Altstars am Bosporus beliebt

Wie stehen also die sportlichen Chancen auf einen Wechsel?

Offensichtlich ist, dass türkische Spitzenklubs gerne mal bei internationalen Altstars zuschlagen. In den vergangenen Jahren verpflichtete Fenerbahce unter anderem Diego (von Atletico Madrid, ablösefrei), Bruno Alves (von Zenit St. Petersburg, 5,5 Mio. Euro) oder Raul Meireles (vom FC Chelsea, 10 Mio. Euro).

Stadtrivale Galatasaray, der schon 2013 mit dem Namen Alonso in Verbindung gebracht wurde, schlug einst bei Didier Drogba, Wesley Sneijder und Hamit Altintop zu.

So gesehen würde auch ein Transfer von Alonso für beide Vereine ins Konzept passen.

Guardiola und Alonso: hohe Wertschätzung

Bleibt jedoch die Frage, ob die Bayern überhaupt bereit wären, Alonso ziehen zu lassen. Er hat, wie Guardiola, noch ein Jahr Vertrag - und gehört zweifelllos zu den Vertrauenspersonen des Trainers. Die gegenseitige Wertschätzung ist sehr hoch, gerade in der Hinrunde bestach der Spanier mit exzellenten Leistungen.

Zudem ist unwahrscheinlich, dass die Bayern einen Spieler, den sie im vergangenen Jahr noch für zehn Millionen Euro geholt haben, nur ein Jahr später für die Hälfte wieder ziehen lassen.
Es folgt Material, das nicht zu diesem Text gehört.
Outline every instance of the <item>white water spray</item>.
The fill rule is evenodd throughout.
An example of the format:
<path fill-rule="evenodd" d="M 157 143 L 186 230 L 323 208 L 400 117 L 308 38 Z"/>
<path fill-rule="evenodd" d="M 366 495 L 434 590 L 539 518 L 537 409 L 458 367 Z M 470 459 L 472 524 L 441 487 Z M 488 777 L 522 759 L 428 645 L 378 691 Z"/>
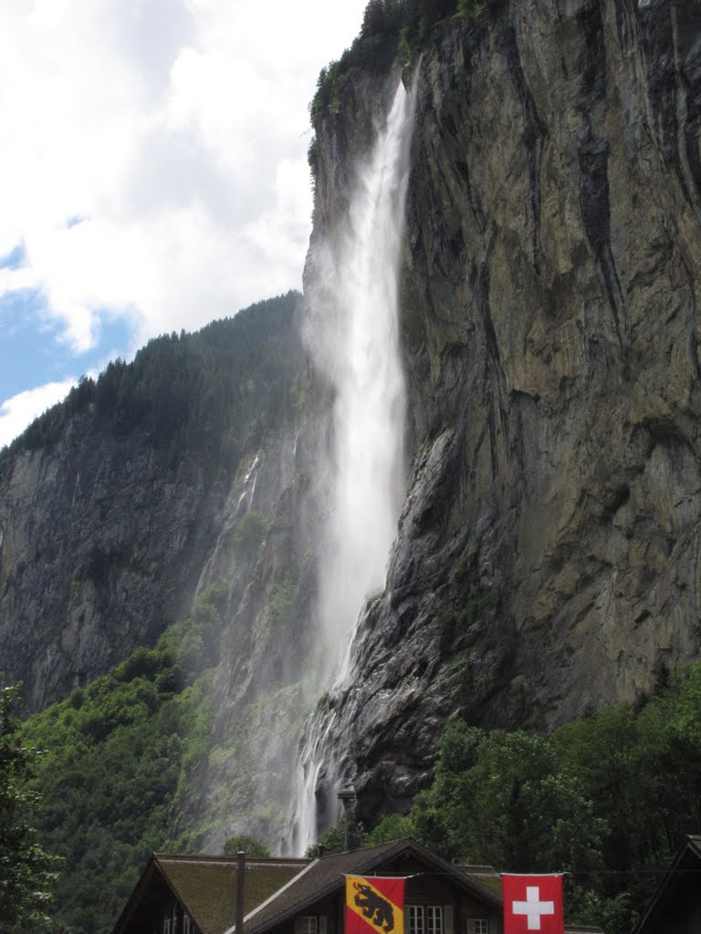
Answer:
<path fill-rule="evenodd" d="M 315 244 L 308 290 L 308 344 L 334 391 L 331 509 L 321 561 L 320 619 L 326 647 L 322 683 L 348 674 L 354 626 L 369 597 L 384 588 L 387 559 L 404 495 L 406 393 L 398 340 L 398 271 L 405 228 L 416 78 L 400 82 L 370 158 L 359 168 L 348 217 Z M 327 740 L 334 713 L 308 723 L 289 852 L 304 852 L 320 824 L 336 817 L 327 786 Z M 321 808 L 321 812 L 320 812 Z M 333 813 L 332 813 L 333 812 Z"/>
Auch wenn er im kommenden Jahr ablösefrei ist, auf das Geld ist der FCB nicht angewiesen.

Gerade erst erhielt er seine Wunschrücknummer 14 (von Claudio Pizarro) in München.

Noch Platz für Alonso?

Andererseits stand Alonso in der Rückrunde mehrfach in der Kritik, die Doppelsechs mit ihm und Bastian Schweinsteiger ist vielen Experten zu langsam bzw. nicht dynamisch genug.

Mit Javier Martinez, einem fitten Philipp Lahm und David Alaba sowie dem aufstrebenden Sebastian Rode stehen zudem genügend Alternativen bereit. Falls Bayern auf dieser Position sogar noch einkauft, ist für Alonso eigentlich gar kein Platz mehr.

Wechsel unwahrscheinlich

Alles in allem ist aber eher unwahrscheinlich, dass Bayern den Defensivstrategen gehen lässt – zumal die Saison 2014/15 mit all den Verletzungsproblemen gezeigt hat, dass ein großer Kader nicht von Nachteil ist, sondern Grundvoraussetzung für ein erfolgreiches Abschneiden in allen Wettbewerben.

Alonso passt in Guardiolas System und hat das Vertrauen des Trainers. Finanziell ist der 33-Jährige erst recht kein Risiko.

Und ob die türkische Liga den richtigen Reiz für Alonso darstellt, ist ebenfalls sehr fraglich. Da müsste dann schon Mourinho höchstpersönlich anklopfen.